Julian is killed in battle by an arrow. Jovian publicly declares his Christianity and is acclaimed emperor. Arimhar converts to Christianity and the two sides make peace. Nisibis and the Sinjar Mountains are handed over to Persia for a hundred years because they belong to the land of the Aramoye. Shapur promises toleration of Christians and the restoration of trade.

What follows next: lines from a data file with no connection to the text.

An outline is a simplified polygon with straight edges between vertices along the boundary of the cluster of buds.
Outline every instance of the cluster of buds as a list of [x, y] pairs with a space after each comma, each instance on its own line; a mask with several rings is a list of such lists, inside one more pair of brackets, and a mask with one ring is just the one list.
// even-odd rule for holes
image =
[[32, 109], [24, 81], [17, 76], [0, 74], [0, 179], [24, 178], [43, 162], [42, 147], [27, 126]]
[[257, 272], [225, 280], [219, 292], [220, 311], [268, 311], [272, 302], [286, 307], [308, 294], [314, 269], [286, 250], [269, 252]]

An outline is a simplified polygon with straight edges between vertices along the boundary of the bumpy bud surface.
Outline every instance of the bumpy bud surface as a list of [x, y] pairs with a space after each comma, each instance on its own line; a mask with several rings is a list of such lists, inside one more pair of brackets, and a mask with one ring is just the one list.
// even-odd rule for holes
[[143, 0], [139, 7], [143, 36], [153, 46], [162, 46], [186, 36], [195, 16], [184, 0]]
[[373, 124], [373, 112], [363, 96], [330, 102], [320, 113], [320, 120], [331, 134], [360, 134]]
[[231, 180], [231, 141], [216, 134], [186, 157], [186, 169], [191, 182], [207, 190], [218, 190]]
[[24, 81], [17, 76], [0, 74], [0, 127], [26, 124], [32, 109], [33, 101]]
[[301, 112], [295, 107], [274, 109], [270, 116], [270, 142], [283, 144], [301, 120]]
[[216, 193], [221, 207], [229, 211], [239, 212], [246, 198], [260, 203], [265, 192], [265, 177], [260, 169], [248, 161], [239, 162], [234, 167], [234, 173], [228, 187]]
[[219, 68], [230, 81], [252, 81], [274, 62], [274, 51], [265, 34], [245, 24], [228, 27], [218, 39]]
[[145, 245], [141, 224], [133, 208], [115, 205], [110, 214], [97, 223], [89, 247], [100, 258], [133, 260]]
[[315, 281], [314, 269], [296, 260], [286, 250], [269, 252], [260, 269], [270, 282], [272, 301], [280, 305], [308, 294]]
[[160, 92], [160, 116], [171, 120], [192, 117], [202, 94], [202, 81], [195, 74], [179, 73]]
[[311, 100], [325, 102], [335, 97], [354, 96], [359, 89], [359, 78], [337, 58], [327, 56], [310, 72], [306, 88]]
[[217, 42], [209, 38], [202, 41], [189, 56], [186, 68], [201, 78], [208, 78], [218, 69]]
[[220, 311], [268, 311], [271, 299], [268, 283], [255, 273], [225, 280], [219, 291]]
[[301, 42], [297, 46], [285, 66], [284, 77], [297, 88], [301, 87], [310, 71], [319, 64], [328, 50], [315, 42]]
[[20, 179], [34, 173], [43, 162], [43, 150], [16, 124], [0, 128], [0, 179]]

At his coronation, Jovian has the crown placed on a cross, kneels before the cross and lets the crown fall onto his head. He visits Edessa, where he is given a crown "made with care in the days of king Abgar". He heals a sick woman and then returns to Constantinople. The narrative ends abruptly at this point.

==Influence==
The Julian Romance influenced the later Syriac apocalyptic tradition, notably the Apocalypse of Pseudo-Methodius, and also the Arabic historiographic tradition, notably the History of the Prophets and Kings of al-Ṭabarī. Its influence can also be seen in Greek and Georgian literature.